What is a writer supposed to do with bits of story, backstory and such like left over after publication?
Deliberately Left Over Story
A few years back I was working on what turned into “The Uncovered Policeman; Made For TV” when I discovered a chunk of the story was going in a different direction to the main narrative. I cut it out and dumped it into a separate file, summed up three thousand words in five lines and carried on.
Three thousand words, it was a lot of work, I wasn’t going to waste it, surely? Certainly not.
I added a few characters and followed the narrative. I ended up with one of my longer stories, “While Bees Sleep.” A story described by one reviewer as “a fine contribution to the literature of the body-positive movement.”
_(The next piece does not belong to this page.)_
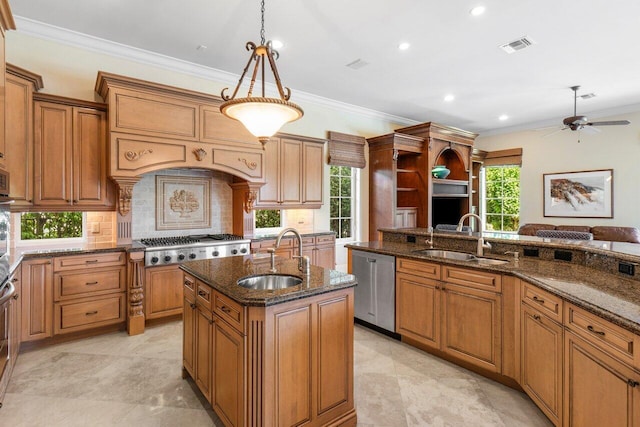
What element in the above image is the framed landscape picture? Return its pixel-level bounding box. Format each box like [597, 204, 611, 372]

My last novelette, D-Day for Ruth is very much a one Point of View (PoV) piece. However, there are other characters in the book and to make the story work, they need a backstory.
One of the backstories developed into an interesting narrative of its own.
I was tempted to write it into the timeline of the existing story. I soon realised that it would involve extending the story beyond the ending as it exists. Effectively, it would become a different story.
I think it may appear as a second story however, it lacks an ending … Perhaps, one day!
The Unfinished Book
A third type of left over material is the incomplete work.
I have a half finished science fiction book. I think it has a rather good plot. I’d got to an ending … except as an early reader pointed out I give away the ending on the third page! That, he pointed out, makes reading the book rather pointless.
On re-reading after that blow, I discovered that I also break an established rule of the universe I set it in, which was very silly.
I still hope to return to this one and straighten out the mistakes.
So, No Waste
As you’ll see from the examples above I hate waste! It doesn’t mean that I don’t have old ideas, half paragraphs and unfinished stuff floating around. While some writers may discard work, I don’t; everything is recycled eventually.